Pope Francis Sends a Strong Message to the Clergy on Child Sexual Abuse
The news: In a move that's elicited applause from the victims of clerical abuse, Pope Francis has officially excommunicated a Argentine priest who confessed to pedophilia. While it's a major step in the right direction, some are still calling it a lax effort considering the church's supposed "zero tolerance" policy for crimes against children.
In 2011, Argentine priest Jose Mercau received a 14-year prison sentence after admitting to sexually abusing four teenagers but spent only 15 days in jail before spending the rest of his sentence in a monastery in Buenos Aires until his release last March.
Mercau's excommunication, which was announced Wednesday by the bishopric of San Isidro on the outskirts of the Argentine capital, signals a pivot toward Francis' zero tolerance policy, which he introduced last year with the hope of bringing abusers to justice and protecting victims of past abuse.
"The church still has a long way to go," Sebastian Cuattromo, director of the advocacy group Adults for the Rights of Infancy, told the Associated Press.

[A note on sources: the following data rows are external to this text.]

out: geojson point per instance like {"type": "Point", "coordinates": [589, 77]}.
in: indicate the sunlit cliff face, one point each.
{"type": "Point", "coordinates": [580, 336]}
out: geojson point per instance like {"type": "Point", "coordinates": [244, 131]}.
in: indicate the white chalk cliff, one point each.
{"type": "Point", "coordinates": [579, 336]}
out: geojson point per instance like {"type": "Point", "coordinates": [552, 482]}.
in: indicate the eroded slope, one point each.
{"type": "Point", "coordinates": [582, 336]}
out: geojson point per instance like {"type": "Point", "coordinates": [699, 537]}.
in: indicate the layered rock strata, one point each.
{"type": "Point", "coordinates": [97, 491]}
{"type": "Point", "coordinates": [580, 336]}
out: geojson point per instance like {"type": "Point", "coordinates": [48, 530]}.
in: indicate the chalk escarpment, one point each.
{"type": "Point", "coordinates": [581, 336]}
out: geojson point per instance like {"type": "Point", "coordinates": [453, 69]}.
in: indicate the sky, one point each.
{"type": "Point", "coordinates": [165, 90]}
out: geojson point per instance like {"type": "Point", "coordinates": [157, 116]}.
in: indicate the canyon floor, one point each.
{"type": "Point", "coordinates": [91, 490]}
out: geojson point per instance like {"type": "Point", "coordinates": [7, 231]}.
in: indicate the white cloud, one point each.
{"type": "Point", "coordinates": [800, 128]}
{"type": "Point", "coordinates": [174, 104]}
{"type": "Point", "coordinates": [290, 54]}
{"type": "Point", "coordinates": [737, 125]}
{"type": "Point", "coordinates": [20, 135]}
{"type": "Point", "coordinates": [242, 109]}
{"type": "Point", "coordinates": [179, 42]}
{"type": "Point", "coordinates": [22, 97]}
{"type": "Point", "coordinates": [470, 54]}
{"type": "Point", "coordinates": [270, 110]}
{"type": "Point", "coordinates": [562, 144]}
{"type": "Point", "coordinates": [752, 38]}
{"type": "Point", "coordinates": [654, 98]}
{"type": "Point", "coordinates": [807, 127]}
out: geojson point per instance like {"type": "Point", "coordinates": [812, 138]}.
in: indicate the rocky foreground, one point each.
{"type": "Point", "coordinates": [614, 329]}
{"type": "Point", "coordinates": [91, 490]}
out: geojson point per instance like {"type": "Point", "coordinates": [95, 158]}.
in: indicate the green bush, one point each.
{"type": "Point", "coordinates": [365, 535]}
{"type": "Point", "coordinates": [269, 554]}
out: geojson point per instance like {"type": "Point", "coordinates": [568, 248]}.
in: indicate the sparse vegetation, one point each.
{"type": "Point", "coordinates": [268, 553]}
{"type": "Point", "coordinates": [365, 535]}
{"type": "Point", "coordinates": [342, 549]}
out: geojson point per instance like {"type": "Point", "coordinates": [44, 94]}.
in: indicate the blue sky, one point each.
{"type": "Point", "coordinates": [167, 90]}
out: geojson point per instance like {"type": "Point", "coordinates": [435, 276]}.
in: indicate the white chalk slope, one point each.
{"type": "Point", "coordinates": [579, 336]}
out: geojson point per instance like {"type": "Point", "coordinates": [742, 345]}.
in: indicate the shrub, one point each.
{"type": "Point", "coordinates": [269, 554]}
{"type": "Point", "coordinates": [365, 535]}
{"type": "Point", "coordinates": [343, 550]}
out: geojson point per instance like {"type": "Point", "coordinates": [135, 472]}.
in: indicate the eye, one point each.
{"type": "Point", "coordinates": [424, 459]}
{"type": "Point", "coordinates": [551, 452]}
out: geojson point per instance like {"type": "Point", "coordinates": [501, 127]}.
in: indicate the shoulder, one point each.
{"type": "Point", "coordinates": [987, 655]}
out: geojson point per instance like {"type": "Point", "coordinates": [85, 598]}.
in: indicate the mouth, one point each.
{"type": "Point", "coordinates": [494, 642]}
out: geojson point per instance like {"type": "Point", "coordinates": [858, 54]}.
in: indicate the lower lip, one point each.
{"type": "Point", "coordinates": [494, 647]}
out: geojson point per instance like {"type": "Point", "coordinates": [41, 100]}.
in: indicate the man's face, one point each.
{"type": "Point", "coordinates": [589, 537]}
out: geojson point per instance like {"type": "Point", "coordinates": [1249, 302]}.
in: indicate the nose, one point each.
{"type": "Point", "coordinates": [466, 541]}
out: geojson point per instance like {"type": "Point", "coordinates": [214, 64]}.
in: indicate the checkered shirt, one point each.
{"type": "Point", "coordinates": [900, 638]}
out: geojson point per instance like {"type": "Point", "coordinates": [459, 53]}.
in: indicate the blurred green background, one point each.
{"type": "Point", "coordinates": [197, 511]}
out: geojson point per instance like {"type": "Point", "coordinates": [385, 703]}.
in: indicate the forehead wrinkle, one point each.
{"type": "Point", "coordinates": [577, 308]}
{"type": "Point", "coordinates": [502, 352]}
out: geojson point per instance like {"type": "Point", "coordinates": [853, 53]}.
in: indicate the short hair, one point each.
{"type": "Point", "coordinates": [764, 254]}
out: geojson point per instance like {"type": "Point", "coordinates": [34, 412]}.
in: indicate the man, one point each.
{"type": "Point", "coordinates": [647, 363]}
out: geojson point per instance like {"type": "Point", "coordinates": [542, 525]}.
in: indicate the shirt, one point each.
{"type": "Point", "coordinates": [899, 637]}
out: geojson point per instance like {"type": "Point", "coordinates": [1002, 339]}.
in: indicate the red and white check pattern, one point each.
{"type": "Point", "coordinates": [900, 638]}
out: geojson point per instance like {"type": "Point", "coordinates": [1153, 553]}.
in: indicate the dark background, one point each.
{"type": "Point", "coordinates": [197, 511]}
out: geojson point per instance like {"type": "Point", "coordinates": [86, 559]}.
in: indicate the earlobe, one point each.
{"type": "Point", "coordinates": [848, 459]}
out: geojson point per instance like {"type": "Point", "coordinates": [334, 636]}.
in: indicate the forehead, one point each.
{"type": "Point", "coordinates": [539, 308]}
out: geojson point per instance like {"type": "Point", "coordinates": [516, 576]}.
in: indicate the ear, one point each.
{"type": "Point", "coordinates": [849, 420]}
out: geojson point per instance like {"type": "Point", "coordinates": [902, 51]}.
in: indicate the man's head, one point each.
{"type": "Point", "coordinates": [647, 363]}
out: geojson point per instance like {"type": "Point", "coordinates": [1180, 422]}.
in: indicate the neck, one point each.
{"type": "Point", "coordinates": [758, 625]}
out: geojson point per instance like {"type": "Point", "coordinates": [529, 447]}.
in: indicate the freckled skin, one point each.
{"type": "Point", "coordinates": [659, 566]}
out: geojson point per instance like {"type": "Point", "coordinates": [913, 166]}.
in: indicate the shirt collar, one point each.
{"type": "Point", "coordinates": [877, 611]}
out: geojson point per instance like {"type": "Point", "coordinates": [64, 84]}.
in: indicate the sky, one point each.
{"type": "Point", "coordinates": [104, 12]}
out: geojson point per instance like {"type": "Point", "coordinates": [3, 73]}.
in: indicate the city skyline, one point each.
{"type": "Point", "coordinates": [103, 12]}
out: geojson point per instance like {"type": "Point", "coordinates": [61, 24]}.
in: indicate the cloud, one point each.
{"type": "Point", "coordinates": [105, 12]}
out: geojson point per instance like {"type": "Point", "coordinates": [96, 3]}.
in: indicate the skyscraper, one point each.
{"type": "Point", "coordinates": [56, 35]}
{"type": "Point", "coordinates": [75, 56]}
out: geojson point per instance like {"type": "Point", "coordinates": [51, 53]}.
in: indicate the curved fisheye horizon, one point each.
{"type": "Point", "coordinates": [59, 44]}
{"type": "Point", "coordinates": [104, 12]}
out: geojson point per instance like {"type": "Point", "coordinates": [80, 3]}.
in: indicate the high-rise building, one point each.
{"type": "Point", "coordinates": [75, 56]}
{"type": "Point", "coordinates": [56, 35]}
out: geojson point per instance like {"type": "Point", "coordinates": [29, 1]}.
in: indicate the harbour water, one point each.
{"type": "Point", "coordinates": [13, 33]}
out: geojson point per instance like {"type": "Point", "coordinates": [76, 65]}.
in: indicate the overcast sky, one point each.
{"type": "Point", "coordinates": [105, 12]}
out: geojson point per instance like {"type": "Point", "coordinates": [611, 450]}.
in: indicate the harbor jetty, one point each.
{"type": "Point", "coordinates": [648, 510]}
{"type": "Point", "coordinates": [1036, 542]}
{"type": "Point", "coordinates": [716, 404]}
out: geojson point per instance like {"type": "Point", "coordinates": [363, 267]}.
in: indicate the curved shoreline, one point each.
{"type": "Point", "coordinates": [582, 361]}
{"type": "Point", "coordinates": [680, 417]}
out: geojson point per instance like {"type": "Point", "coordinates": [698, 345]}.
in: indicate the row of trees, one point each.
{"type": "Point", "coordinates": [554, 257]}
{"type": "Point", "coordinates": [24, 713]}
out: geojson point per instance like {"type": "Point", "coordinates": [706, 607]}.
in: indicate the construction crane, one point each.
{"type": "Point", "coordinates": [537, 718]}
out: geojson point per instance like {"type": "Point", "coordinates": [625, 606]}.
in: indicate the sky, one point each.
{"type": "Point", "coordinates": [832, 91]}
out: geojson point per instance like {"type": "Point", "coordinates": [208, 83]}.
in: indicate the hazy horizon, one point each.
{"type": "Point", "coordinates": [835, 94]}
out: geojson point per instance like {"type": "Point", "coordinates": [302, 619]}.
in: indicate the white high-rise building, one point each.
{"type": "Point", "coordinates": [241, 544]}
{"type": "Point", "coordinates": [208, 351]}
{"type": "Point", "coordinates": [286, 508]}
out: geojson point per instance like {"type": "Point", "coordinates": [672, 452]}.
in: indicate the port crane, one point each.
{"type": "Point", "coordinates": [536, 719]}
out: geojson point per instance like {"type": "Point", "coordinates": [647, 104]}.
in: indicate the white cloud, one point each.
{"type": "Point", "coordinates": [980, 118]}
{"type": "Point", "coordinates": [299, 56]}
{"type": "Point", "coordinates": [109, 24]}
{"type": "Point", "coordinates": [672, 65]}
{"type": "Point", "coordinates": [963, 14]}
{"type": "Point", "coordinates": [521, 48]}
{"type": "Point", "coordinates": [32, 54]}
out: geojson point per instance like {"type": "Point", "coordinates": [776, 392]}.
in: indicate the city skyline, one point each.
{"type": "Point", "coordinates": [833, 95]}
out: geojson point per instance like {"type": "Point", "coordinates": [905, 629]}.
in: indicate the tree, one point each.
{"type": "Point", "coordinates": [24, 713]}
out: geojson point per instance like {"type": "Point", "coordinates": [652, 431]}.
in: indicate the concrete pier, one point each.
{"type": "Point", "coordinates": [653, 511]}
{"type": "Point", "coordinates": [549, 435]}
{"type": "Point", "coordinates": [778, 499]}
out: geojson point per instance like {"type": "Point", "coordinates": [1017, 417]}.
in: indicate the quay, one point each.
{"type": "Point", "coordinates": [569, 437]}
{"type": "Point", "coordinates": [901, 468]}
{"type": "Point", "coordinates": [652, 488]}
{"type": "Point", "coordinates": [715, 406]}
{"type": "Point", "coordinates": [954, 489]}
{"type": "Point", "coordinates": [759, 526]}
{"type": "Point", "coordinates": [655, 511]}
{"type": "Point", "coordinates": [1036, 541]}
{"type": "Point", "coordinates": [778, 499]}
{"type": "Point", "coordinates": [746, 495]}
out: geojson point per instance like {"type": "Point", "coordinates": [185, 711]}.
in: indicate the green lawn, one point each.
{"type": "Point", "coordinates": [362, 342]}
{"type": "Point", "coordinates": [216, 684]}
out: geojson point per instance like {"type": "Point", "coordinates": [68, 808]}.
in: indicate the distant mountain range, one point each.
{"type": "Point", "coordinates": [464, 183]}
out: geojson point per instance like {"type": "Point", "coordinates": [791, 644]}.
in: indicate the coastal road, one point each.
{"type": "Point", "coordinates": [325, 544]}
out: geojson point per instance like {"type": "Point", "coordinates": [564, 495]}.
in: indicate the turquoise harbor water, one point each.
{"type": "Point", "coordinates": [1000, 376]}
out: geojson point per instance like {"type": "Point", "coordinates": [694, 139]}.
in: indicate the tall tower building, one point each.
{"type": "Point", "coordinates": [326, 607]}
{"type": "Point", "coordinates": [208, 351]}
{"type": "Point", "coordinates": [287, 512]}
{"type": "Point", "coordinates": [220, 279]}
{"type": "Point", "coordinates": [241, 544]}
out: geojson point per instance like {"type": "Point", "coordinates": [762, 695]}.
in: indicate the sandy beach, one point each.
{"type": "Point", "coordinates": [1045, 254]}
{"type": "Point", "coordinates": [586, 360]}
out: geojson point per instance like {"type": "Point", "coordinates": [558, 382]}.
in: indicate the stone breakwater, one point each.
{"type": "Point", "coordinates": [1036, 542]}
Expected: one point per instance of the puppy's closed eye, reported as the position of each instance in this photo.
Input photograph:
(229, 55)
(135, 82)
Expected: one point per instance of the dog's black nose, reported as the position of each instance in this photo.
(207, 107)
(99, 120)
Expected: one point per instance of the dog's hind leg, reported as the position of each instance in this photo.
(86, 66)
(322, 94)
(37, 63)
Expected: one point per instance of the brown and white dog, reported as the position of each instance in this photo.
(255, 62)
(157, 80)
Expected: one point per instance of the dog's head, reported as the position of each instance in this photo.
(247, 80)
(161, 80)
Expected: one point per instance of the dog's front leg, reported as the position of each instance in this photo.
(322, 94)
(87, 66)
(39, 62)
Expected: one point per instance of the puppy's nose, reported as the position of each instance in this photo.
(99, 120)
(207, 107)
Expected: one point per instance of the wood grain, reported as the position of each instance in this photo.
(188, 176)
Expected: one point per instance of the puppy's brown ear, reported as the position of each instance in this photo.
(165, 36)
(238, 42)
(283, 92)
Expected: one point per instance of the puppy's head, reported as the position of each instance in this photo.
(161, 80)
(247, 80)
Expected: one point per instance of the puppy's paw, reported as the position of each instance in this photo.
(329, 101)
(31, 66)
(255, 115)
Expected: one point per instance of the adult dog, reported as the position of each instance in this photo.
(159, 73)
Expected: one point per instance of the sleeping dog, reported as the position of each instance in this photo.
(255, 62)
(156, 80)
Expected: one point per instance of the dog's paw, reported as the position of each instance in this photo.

Francis' policies "are being carried out because of the long fight by the victims," said Cuattromo, who was sexually abused by a priest at age 13.
A sordid history: While this might seem like a step in the right direction, Mercau's excommunication and past moves have been derided as nothing more than publicity stunts.
In July, victims groups criticized the pope for waiting 16 months before holding a meeting with six victims of abuse from Ireland, Germany and Britain. Francis begged forgiveness for the church in his homily during a private mass with the victims. The pontiff called the abuse a "grave sin," decrying how it was "camouflaged with a complicity that cannot be explained." Though Vatican spokesman Father Federico Lombardi defended the pope for his "positive intentions," critics were quick to highlight the tardiness of the meeting.
Regardless, many still view this "progressive pope" as just more of the same old guard that won't do much to correct the church's various wrongs.
"Over the past 2,000 years, two popes have met with about two dozen clergy sex abuse victims. Very little has changed," Mary Caplan, the leader of the Survivors Network of those Abused by Priests, said in a statement sent to NBC News. "A dozen popes could meet with 100 victims, and very little will change. These meetings are public relations coups for the Vatican and a distracting placebo for others."
Moving forward: In recent years, the outcry for decades-long cover-ups of rape and molestation of children has grown louder with each case of abuse, to the dismay of a worldwide flock of 1.2 billion Catholics.
The decision to excommunicate Mercau took "way too long," Patricia Gordon, a psychologist for EnRed, a group that focuses on victims of violence and sex abuse, told the Associated Press. But each case of punishment against perpetrators chips away at a centuries-long issue.
"It's still important because of the reparation to the victims," Gordon said, "meaning that their words are taken as the truth."